AI may not be new in itself, but businesses across verticals and size, are increasingly adopting AI technologies for several functions. ITPV takes a look at what is driving this trend and what AI applications we are likely to see in the near future.
Most people associate AI with technology giants. However, AI is not exclusive only to those with massive capital. Many small and medium sizes companies are dabbling with AI, developing applications that have immense potential to positively impact people’s lives at various stages. We examine some of these applications in this article.
From Google Assist to self-driving cars, there seems to be a sudden surge in interest in Artificial Intelligence (AI) from both, media, as well as technology companies alike. However, the endeavor to make machines ‘think’, rather, take different decisions based on different inputs, instead of rigidly following a set process, has been going on for decades now.
AI – A work in progress
“It’s only the positioning of AI that has changed, from the high-end sophisticated industrial applications that they were exclusive to, now to routine or mundane end-user applications which touch our lives directly”, says Naveen Kashyap, Managing Director at Yokogawa IA Technologies India Pvt. Ltd. He explains with the example of the (now) primitive T9 dictionary we used in our mobile phones generations ago, or how even the early social networks ‘suggested’ friends a decade ago. It was artificial intelligence at work, albeit at a rudimentary level, compared to what we have now.

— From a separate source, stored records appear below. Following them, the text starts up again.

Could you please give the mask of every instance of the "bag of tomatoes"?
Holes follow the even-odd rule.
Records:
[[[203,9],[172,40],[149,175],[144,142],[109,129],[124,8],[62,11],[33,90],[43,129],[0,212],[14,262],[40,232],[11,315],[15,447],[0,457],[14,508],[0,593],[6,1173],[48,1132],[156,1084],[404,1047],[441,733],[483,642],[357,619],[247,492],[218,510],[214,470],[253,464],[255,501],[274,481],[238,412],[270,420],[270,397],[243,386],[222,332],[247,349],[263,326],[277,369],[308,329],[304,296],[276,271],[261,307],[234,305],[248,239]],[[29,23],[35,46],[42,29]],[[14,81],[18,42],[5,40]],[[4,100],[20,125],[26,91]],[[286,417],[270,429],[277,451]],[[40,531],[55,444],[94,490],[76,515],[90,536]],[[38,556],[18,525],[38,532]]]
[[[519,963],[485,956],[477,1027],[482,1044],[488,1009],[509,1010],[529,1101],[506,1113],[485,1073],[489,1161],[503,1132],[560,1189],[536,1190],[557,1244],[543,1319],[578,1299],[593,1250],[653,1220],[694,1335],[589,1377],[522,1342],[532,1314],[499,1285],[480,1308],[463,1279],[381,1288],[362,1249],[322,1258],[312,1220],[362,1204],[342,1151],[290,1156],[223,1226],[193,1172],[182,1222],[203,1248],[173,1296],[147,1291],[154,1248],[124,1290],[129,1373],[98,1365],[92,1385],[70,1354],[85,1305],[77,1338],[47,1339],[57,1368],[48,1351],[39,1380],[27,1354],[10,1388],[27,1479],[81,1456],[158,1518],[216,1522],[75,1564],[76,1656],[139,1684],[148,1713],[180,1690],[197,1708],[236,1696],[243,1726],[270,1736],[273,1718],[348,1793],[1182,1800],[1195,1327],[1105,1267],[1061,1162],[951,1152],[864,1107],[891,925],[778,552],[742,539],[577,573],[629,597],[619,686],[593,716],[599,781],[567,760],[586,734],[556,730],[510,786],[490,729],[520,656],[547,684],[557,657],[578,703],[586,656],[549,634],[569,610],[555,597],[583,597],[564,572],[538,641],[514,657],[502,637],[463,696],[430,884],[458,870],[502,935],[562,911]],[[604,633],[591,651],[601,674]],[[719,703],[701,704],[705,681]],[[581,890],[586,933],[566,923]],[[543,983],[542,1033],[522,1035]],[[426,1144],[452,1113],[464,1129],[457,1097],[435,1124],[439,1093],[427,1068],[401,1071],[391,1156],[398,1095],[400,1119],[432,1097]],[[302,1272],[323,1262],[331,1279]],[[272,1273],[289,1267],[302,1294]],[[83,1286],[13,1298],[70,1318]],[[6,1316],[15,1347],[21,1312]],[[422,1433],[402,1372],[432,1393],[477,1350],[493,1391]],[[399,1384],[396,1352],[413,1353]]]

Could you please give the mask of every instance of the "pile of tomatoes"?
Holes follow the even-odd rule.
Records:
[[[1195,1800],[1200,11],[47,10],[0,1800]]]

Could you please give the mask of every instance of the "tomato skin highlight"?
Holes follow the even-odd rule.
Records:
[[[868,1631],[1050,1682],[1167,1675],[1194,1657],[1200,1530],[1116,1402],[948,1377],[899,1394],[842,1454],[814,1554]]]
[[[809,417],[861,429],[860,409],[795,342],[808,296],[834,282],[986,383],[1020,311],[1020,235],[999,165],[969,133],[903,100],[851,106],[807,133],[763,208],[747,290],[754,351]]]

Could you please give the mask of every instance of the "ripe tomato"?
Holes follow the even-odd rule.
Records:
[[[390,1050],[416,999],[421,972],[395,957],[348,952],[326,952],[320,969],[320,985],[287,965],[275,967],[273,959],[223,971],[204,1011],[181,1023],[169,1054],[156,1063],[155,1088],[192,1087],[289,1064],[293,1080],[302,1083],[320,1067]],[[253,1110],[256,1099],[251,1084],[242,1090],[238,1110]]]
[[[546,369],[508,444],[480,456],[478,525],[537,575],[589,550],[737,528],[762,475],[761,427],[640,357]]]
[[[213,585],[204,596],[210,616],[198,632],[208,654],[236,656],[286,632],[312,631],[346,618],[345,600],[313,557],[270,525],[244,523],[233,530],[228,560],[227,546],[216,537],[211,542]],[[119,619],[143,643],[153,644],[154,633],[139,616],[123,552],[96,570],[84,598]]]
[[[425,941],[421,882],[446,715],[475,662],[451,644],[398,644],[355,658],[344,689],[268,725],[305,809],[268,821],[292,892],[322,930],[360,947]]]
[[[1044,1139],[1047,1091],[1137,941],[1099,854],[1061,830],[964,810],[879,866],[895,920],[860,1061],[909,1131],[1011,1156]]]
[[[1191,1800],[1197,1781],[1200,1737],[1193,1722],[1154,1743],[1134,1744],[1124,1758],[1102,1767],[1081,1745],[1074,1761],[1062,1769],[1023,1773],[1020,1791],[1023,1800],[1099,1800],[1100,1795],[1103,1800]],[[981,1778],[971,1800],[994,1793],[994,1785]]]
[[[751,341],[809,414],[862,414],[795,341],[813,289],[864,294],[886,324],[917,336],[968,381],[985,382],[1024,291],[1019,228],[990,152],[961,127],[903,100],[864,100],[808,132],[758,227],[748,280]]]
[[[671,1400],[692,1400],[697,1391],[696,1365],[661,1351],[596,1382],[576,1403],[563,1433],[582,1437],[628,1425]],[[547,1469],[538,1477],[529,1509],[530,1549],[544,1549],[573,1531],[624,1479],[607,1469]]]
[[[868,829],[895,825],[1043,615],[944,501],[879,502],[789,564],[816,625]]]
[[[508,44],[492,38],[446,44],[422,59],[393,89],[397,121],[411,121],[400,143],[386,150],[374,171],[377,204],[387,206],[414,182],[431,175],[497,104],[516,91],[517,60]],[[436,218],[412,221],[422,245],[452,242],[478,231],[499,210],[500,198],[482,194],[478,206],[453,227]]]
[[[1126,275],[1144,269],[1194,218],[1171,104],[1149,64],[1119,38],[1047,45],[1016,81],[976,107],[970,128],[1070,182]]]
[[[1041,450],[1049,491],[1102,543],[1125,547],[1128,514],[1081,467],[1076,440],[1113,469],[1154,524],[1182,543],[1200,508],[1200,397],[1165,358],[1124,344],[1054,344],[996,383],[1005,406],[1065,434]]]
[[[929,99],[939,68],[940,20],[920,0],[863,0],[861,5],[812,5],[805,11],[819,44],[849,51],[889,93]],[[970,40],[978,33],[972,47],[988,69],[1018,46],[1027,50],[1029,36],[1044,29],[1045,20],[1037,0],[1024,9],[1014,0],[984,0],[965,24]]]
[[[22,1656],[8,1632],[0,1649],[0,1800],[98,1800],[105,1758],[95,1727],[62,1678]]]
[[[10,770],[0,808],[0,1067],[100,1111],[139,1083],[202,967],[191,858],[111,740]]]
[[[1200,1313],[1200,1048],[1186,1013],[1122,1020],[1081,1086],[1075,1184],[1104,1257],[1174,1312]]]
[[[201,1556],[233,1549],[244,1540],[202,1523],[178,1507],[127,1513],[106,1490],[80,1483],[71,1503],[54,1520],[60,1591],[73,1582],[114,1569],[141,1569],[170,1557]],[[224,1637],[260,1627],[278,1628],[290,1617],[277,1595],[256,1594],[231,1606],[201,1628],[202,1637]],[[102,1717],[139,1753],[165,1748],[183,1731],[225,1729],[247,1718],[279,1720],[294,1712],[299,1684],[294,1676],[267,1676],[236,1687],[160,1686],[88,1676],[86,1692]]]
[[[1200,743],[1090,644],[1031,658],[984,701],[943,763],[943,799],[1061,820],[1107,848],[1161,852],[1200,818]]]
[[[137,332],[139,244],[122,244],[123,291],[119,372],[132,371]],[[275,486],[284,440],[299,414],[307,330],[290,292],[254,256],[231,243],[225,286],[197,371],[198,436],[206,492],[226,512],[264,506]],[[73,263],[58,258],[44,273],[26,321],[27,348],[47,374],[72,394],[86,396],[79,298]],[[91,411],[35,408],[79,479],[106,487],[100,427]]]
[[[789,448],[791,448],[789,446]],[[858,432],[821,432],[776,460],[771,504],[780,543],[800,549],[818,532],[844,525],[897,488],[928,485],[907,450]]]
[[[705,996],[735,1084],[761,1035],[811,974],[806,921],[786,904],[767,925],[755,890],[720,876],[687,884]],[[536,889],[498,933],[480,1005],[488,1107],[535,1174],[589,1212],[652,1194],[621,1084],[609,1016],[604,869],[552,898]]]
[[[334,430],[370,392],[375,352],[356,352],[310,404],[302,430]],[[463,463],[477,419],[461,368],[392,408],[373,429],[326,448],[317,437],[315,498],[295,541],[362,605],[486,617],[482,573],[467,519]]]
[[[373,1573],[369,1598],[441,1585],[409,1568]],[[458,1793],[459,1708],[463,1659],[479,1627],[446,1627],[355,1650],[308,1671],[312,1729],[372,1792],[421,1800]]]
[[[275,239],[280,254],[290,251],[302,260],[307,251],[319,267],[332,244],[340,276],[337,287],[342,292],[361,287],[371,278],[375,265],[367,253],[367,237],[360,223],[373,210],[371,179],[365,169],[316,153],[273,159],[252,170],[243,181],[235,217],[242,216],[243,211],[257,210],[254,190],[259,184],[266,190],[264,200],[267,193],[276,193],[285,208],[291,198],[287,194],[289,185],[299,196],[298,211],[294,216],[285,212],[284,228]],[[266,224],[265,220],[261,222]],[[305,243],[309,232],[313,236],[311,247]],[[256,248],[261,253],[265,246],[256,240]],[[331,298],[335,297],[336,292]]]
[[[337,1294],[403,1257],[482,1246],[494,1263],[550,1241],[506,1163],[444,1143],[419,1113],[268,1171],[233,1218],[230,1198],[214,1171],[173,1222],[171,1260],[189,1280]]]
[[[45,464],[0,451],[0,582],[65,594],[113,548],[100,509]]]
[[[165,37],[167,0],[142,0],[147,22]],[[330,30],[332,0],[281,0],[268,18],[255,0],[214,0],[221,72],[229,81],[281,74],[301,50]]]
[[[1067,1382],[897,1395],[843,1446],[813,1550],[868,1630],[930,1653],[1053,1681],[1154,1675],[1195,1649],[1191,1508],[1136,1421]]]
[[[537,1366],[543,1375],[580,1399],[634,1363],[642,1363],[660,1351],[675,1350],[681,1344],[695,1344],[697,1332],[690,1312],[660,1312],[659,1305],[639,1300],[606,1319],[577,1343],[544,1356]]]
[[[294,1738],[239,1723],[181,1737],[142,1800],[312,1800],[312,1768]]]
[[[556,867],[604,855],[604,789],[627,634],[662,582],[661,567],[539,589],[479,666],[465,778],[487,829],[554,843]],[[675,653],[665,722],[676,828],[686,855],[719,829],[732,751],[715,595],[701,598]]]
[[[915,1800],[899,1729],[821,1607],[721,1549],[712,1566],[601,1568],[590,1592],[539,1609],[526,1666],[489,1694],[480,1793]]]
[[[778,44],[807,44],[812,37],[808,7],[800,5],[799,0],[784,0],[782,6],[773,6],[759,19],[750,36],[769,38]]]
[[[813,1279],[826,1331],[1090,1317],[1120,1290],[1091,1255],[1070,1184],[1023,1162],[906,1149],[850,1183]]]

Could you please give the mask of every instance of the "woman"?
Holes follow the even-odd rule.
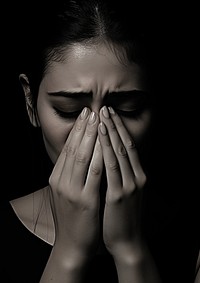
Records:
[[[19,75],[51,171],[43,188],[10,201],[16,242],[5,269],[17,262],[18,241],[25,253],[6,276],[11,282],[161,282],[142,221],[148,184],[142,161],[153,119],[144,7],[135,5],[131,19],[128,4],[112,1],[54,5],[44,14],[41,8],[41,19],[37,13],[33,27],[41,37],[26,38],[34,56],[23,50],[29,61]]]

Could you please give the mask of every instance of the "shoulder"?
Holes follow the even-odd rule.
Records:
[[[37,192],[38,195],[38,192]],[[25,195],[10,201],[10,205],[19,220],[28,228],[31,226],[35,193]],[[37,203],[37,201],[36,201]]]
[[[10,201],[14,212],[26,226],[31,225],[33,214],[42,206],[45,194],[46,187]]]
[[[29,231],[53,244],[54,222],[48,187],[11,200],[10,204],[16,216]]]

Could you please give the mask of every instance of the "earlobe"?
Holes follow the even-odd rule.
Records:
[[[28,77],[25,74],[20,74],[19,81],[24,91],[26,109],[28,112],[29,120],[34,127],[39,127],[40,123],[39,123],[39,119],[37,116],[37,110],[33,105],[33,97],[32,97],[32,92],[30,89]]]

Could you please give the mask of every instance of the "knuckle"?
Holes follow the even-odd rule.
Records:
[[[135,142],[133,141],[133,139],[129,138],[126,140],[126,147],[128,150],[135,148]]]
[[[76,155],[76,163],[78,164],[86,164],[88,161],[87,155],[85,152],[78,152]]]
[[[84,194],[74,193],[73,190],[68,192],[66,199],[70,205],[73,205],[74,208],[81,209],[82,212],[91,210],[94,206],[88,195],[84,196]]]
[[[125,186],[124,191],[126,196],[132,195],[136,190],[135,182],[130,182],[128,185]]]
[[[56,193],[59,197],[63,197],[64,196],[64,190],[62,186],[58,186],[56,189]]]
[[[142,173],[137,180],[138,189],[142,189],[145,186],[146,182],[147,182],[147,176],[146,174]]]
[[[106,202],[107,203],[113,203],[113,204],[117,204],[122,202],[123,200],[123,193],[122,191],[109,191],[106,194]]]
[[[79,197],[77,196],[77,194],[76,193],[74,193],[74,191],[73,190],[69,190],[68,191],[68,193],[67,193],[67,195],[66,195],[66,198],[67,198],[67,201],[69,202],[69,203],[73,203],[73,204],[79,204],[79,202],[80,202],[80,199],[79,199]]]
[[[109,140],[109,139],[107,139],[107,140],[105,141],[105,145],[106,145],[107,147],[111,147],[111,143],[110,143],[110,140]]]
[[[94,136],[94,134],[95,134],[94,129],[92,127],[87,127],[85,135],[87,137],[92,137],[92,136]]]
[[[114,173],[119,171],[119,164],[118,164],[118,162],[108,163],[108,167]]]
[[[51,175],[49,177],[49,185],[51,188],[55,187],[55,185],[57,184],[57,178],[54,177],[54,175]]]
[[[113,132],[116,131],[116,126],[112,121],[110,122],[110,130],[113,131]]]
[[[82,129],[82,124],[81,124],[81,121],[78,120],[77,123],[76,123],[76,125],[75,125],[75,131],[76,131],[76,132],[80,132],[81,129]]]
[[[65,151],[67,156],[74,156],[76,153],[76,148],[72,145],[68,145]]]
[[[101,173],[101,169],[100,169],[99,166],[97,166],[97,165],[92,165],[91,166],[91,174],[92,175],[99,176],[100,173]]]
[[[49,177],[49,186],[58,196],[62,194],[62,186],[58,175],[51,174]]]
[[[126,157],[127,156],[127,152],[126,152],[126,149],[123,145],[120,145],[118,147],[118,154],[122,157]]]

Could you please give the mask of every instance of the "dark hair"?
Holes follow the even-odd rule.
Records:
[[[25,64],[21,64],[20,72],[29,77],[33,103],[49,64],[62,61],[63,50],[66,52],[66,47],[75,43],[105,43],[124,64],[127,60],[141,65],[148,62],[147,7],[142,2],[128,2],[55,0],[46,3],[43,0],[42,7],[30,4],[30,14],[26,12],[26,44],[21,49],[21,62]]]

Agrees Suman Reddy, Managing Director, Pegasystems India, saying, “Today, the average person knows about AI though things like self-driving cars. AI in our industry (CRM) goes back many years. We have been implementing sentiment analysis on what our customers’ customers are saying in various social media.“
In fact, AI has been used in industrial automation and high-end and mission critical applications for much longer. For instance, the first demonstration of auto-pilot for aircrafts was done more than a hundred years ago using purely mechanical components.
So, why does it feel like an AI explosion now?
The last couple of years has seen some significant milestones crossed for AI in the consumer technology front, no doubt. Naveen Kashyap says, one should also note another reason for the AI buzz today: what’s also changed now is how technology companies are positioning and evangelizing AI, leading to greater coverage by mainstream media (technology publications have been covering AI for well over a decade now). This is in tandem with end-user products / services like Google Assist, which was launched with a lot of fanfare recently. Continuing with this example, its predecessor, Google Now, has been around since mid-2012.
It’s almost as if technology companies have a new found confidence in launching AI based products and not trying to mask the role of AI in them. Until now, AI did not resonate positively with most people, being seen as something that will take away jobs and worse still, lead to robots taking over mankind. Today though, nearly everyone with a smartphone is able to see the benefits of a machine that can think, and AI seems to be quickly shaking off much of that reputation.
Data Explosion and Compute Power
Naveen Kashyap attributes the more recent developments in AI to two other technology related trends – availability of data (enabled by digitization, IoT, etc.) and availability of greater computing power that is needed to process all that data.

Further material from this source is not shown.